本当に空冷エンジンは消えゆくのか?
年式・仕様違いのSR400を2台とXR BAJAを所有する僕は、お察しのとおり、スタンダードバイクや空冷エンジンが大好き。
しかしここ数年、SR400やCB1100といった空冷エンジン搭載モデルはそのラインナップをどんどん減らしている。代わって魅力的なモデルが新たに発売されてはいるのだが、それでもなんだか不安な毎日なわけである……スタンダードバイク好き・空冷エンジン好きとしては。
ところが、今年3月に開催された東京モーターサイクルショーに行ってみると、とりあえずそんな僕の懸念は払拭された。
国内メーカーに限ればスタンダードバイクは減少しているが、輸入ブランドが増していて、それらのなかには空冷エンジンを搭載したスタンダードバイクが数多く存在しているのだ。
たとえば愛知県のパーツメーカー・パーツ卸大手のプロトが新たに正規代理店として輸入を開始した『ベネリ』。

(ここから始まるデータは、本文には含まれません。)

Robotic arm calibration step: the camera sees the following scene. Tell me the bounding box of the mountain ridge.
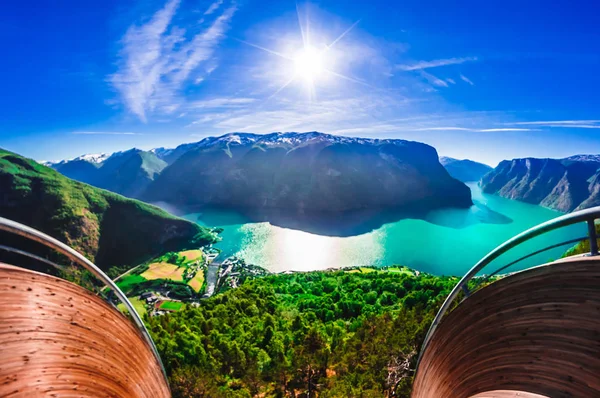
[140,132,472,214]
[49,148,167,198]
[0,149,216,269]
[481,155,600,212]
[440,156,493,182]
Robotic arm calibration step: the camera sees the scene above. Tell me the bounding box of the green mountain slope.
[51,149,167,198]
[148,267,458,398]
[0,150,216,269]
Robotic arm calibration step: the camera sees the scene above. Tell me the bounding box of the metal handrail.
[0,217,169,386]
[415,206,600,371]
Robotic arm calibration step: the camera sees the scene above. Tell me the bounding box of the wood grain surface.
[412,257,600,398]
[0,264,170,398]
[471,390,548,398]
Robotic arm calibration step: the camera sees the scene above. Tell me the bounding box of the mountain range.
[50,132,600,214]
[46,148,167,198]
[140,132,472,214]
[481,155,600,212]
[0,150,216,270]
[51,132,472,214]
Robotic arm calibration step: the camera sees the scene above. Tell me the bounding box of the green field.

インペリアーレ400はトラディショナルなシルエットに空冷単気筒エンジンを搭載。排気量は374ccで、気負わなくていい車体サイズも好印象! 車体価格も今どきのニューモデルとしてはリーズナブルといえるだろう。
タイの新興メーカー・GPXも250ccや125ccクラスの空冷単気筒や並列2気筒エンジンを搭載したモデルを多数出展していた。
そう、SR400生産終了のニュースが衝撃的すぎたのだが、じつは400cc以下であればまだまだ空冷モデルはたくさんある。
ホンダ GB350だって大人気だ!
さらに東京モーターサイクルショーへの出展はなかったが、ロイヤルエンフィールド(インド)やマットモーターサイクルズ(イギリス)は人気が高く、街中でも見かける機会が多い。
大型モデルもCB1100のような空冷並列4気筒は姿を消してしまったが、先のロイヤルエンフィールドには空冷並列2気筒のContinental GT650とINT650というスタンダードモデルがラインナップされているし、カワサキ W800だって健在だ。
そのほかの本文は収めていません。